Certo noite da década de 1830, numa festa de um salão londrino, William Lamb, Lorde Melbourne (1779-1848), então ainda secretário do Interior mas em vias de se tornar, dentro em pouco (1834) primeiro-ministro britânico, terá sido apresentado a um jovem romancista prometedor de ascendência judaica, que o terá impressionado pela atitude de uma ironia permanente, também por se exprimir de uma forma simultaneamente eloquente embora empregasse uma linguagem a que o autor parecia procurar dar deliberadamente um exotismo oriental. Contudo a passagem mais famosa do diálogo então travado terá acontecido quando o político, da sua experiência madura de cinquentão terá perguntado condescendentemente ao seu interlocutor o que pretendia vir a ser: – Primeiro-Ministro, my lord – terá sido a resposta do atrevido, quase insolente, Benjamin Disraeli (1804-1881). E, como costuma acontecer nestas histórias premonitórias que parecem sempre bonitas demais para terem realmente acontecido, Benjamin Disraeli veio efectivamente a tornar-se primeiro-ministro 34 anos depois de Lorde Melbourne, embora pelo partido rival (tory) do do seu interlocutor (whig).
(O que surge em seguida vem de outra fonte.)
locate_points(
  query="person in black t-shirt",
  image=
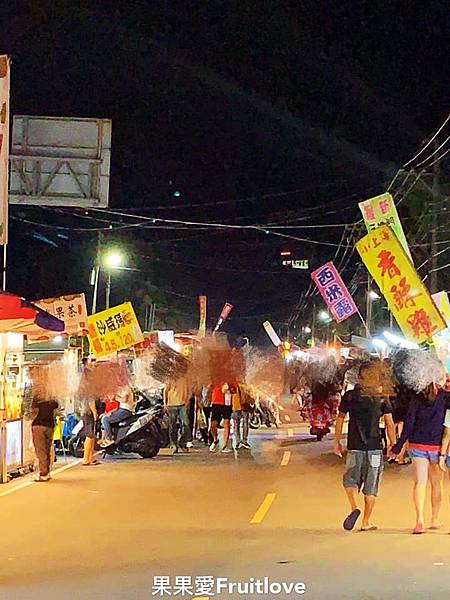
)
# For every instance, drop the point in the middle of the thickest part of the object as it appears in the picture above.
(365, 406)
(43, 421)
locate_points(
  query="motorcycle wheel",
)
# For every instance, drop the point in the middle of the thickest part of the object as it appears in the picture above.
(76, 447)
(255, 420)
(149, 448)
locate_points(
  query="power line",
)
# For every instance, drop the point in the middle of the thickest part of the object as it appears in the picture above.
(429, 142)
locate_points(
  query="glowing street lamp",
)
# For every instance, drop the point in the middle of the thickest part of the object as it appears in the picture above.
(324, 316)
(112, 260)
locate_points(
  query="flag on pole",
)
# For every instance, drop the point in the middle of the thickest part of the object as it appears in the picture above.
(406, 295)
(334, 292)
(202, 322)
(274, 337)
(224, 315)
(4, 147)
(381, 210)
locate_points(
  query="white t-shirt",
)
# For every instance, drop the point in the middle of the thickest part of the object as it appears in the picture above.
(125, 399)
(447, 418)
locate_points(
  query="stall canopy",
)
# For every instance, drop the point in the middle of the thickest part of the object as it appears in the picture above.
(20, 316)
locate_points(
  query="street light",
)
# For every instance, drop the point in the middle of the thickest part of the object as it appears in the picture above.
(111, 260)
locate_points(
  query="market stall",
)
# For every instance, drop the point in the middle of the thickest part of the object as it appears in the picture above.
(18, 318)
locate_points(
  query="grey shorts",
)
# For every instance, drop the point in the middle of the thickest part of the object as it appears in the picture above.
(363, 471)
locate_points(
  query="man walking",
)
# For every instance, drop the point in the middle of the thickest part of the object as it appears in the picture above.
(176, 398)
(220, 409)
(364, 464)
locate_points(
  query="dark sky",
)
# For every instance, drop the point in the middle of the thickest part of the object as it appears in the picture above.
(223, 101)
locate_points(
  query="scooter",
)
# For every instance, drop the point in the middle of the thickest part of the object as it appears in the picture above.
(143, 433)
(261, 414)
(320, 421)
(138, 433)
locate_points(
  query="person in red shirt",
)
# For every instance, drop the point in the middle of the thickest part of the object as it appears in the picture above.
(220, 409)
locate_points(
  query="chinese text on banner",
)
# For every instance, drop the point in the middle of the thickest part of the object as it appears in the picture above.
(406, 295)
(4, 147)
(114, 329)
(272, 333)
(202, 321)
(381, 210)
(334, 292)
(70, 309)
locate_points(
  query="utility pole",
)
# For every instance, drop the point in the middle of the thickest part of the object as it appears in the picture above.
(369, 301)
(436, 193)
(97, 272)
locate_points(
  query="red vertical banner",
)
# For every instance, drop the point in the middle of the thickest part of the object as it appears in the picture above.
(202, 301)
(224, 315)
(4, 146)
(334, 292)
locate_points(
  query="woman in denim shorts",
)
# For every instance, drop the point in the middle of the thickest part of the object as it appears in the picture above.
(423, 429)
O que tornou o episódio plausível para a posterioridade é que o jovem – ainda não teria 30 anos - Disraeli já compreendera que era preferível que troçassem dele a passar despercebido. Era uma lição velha de 24 séculos: da Atenas do Século V a.C. ficara a lenda de Alcibíades que mandara cortar o rabo ao cão para que, à falta de outro assunto, se continuasse a falar de si. Na Londres do Século XIX, o jovem Disraeli cultivava a sua imagem bizarra, envergando coletes de veludo e cintilante de jóias (falsas), mas ao mesmo tempo pleno de distinção e de um autodomínio tipicamente britânico, para melhor vender as suas novelas, a sua fonte de rendimentos. Estava ciente que um intelectual, para ser reconhecido como tal, tem de se dedicar a essa actividade tão pouco intelectual de se promover. E essa publicidade (no sentido que a palavra possui na língua inglesa), mesmo nas suas conotações negativas, tornou-se fundamental para lhe criar uma personalidade quando Disraeli começou a sua carreira política como deputado a partir de 1837. Essa carreira política havia posteriormente de o levar a ocupar a pasta das Finanças e ao nº11 de Downing Street (1866-1868), a liderar a oposição nos seis anos que se seguiram (1868-1874) e a ocupar finalmente o nº 10 daquela mesma rua, a residência oficial do primeiro-ministro, durante a meia dúzia de anos que se seguiram, precisamente aqueles onde se assistiu ao apogeu do poder do Reino Unido enquanto potência mundial.
Actualmente, aquando das referências à importância histórica de Benjamin Disraeli os seus primórdios como autor literário são tratados (se o chegam a ser) casualmente, como se se tratassem de um fait-divers da sua preenchida vida. Uma síntese do valor a atribuir à sua importância literária nas letras inglesas ficar-se-á por um meio caminho, que considera simultaneamente exagerado qualificar Disraeli como um escritor de primeira categoria mas também não pode sustentar que a obra de Disraeli mereça ir para uma espécie de caixote do lixo dos autores dispensáveis dessa primeira metade do Século XIX. Ao escolher os temas das suas obras – as mais bem-sucedidas foram Coningsby (1844) e Sybil (1845) – Disraeli demonstrou sempre uma intuição muito eficaz daquilo que constituiriam os interesses – ainda que superficiais – da sociedade que o rodeava, a ponto de lhes despertar a atenção para que lhe comprassem os livros. Foram best-sellers, ainda hoje são legíveis (por quem se disponha a isso), mas o seu estatuto não passará daí. Mas deram-lhe a visibilidade – hoje dir-se-ia mediática – para se destacar publicamente e facilitar a sua ascensão desde backbencher.